CL: In some ways, my position as an outsider helped me to broach the aftermath of the war in new and different ways. Josip Novakovich talks in the afterword to Infidelities about the reluctance of people in the former Yugoslavia to talk or write about the war. Though this has changed in recent years and has led many writers from those countries to write compelling novels about the war, I still felt I had something to say. Over the years, to aid my poor memory, I read dozens of history books on the subject and watched documentaries, and delved into tranches of original documents and news reports, and I talked with people from that area. Much of that information, though, never appears in the book. Instead, I focused more on the characters and the stories while hewing—as much as one can—to the historical, political, and cultural realities of the time.

DL: So much of the tension in your stories comes from the weight of the past pressing into a character’s present. Moving back and forth through time can be tricky, but it can also enrich a narrative as it clearly does in your stories.

CL: Whenever possible, I try to eschew as much backstory as possible and instead focus the story on the present action. With the stories being set in former Yugoslavia and revolving around a major but little-known war, I tried to strike a balance of including information (in non-expository ways) that would help an American audience understand the ramifications of the war for the characters while also keeping the pacing tight and the stories interesting.

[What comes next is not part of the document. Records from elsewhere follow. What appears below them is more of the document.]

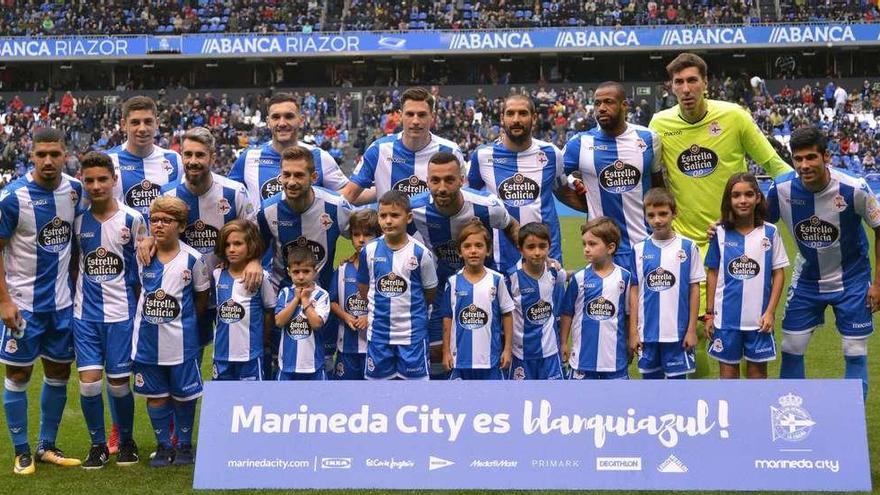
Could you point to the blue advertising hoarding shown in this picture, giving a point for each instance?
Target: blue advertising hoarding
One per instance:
(653, 38)
(671, 435)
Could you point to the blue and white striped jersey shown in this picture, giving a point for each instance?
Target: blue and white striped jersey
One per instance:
(302, 349)
(225, 200)
(832, 246)
(37, 225)
(664, 271)
(318, 228)
(524, 181)
(477, 337)
(617, 173)
(535, 311)
(344, 292)
(397, 309)
(140, 180)
(440, 233)
(108, 270)
(165, 331)
(388, 164)
(258, 169)
(745, 265)
(598, 307)
(238, 335)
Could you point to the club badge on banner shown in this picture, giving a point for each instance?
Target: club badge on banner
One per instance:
(681, 435)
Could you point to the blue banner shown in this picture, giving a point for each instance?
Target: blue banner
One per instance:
(672, 38)
(638, 435)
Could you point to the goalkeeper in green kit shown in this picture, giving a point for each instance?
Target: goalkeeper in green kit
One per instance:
(704, 143)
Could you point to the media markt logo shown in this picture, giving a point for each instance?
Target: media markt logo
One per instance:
(435, 463)
(672, 464)
(791, 422)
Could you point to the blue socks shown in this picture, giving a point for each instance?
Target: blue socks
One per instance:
(184, 418)
(792, 366)
(52, 402)
(857, 367)
(160, 418)
(15, 406)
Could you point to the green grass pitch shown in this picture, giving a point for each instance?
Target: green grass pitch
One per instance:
(823, 361)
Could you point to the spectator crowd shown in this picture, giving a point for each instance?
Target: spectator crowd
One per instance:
(56, 17)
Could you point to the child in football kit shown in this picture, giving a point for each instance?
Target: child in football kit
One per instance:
(301, 312)
(745, 275)
(245, 318)
(595, 306)
(347, 305)
(165, 345)
(477, 313)
(536, 288)
(397, 275)
(668, 271)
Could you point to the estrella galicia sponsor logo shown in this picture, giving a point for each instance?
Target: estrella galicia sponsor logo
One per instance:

DL: Two of my favorite stories in The Distortions are epistolary. I’m thinking about “brb” (seemingly told through a long Instant Message) and “Sojourn (told through a more traditional letter). What I appreciate about both stories are their gestures toward the confessional. Do you have advice for writers who want to explore the epistolary form? Does a story told through a letter have special considerations?

CL: It’s funny. For me, “Sojourn,” is an imagined letter, not an actual one. The story reads and feels like a letter and perhaps contains a vestigial element of that form. The story, to me at least, has an uncertain form: part letter, part monological confession, part a story being told. The hybrid nature perhaps also reflects the vacillating nature and identity of the narrator. Similarly, “brb” uses misdirection about the narrator’s identity to say something about the stylized IM form. The intersection of the confession and the letter form, or variants thereof, often work well together. They allow a “natural” unfolding of thought on the page addressed to someone off it. For me, that is where the intimacy and magic of the epistolary form lie.

DL: I’ve been working on a collection of short stories for several years, and through that time, the manuscript keeps shifting. How long did it take you to write and shape these stories? What was the submission and publication process like for The Distortions?

CL: The earliest stories were drafted around 2014 and the latest around 2019. It was a long process of revision and then discarding the lesser stories (perhaps another six or seven). Some stories, like “brb,” emerged fully formed, with only minor edits later. Others, like “The Little Girls,” I rewrote several times over the years. I entered the manuscript into a handful of contests in late 2019 and early 2020, perhaps only five or six altogether, while constantly fine-tuning it the whole time. The collection won the Orison Fiction Book Prize in July 2020 and then underwent another year of refinement.

DL: What are you working on now?

CL: I’m working on two books. One is a sister project to The Distortions. Tentatively titled The Homeland War, it’s centered on two young men in Zagreb just before the outbreak of war. The novel explores toxic masculinity and social class and the football hooliganism endemic in the 1990s. The other book, currently untitled, examines the intersections of internet culture and the New York art scene. Stories from this collection are forthcoming in Cutleaf and in the Irish magazine, Banshee.

DL: Are there any opportunities coming up for readers to meet you or study with you via Zoom or in person?

CL: Yes, I teach online creative writing classes for The Writer’s Center in DC, and I take on private editing clients now and again. I’m also available for workshops and readings and so forth. I also have some more on the origins of the book over at Necessary Fiction.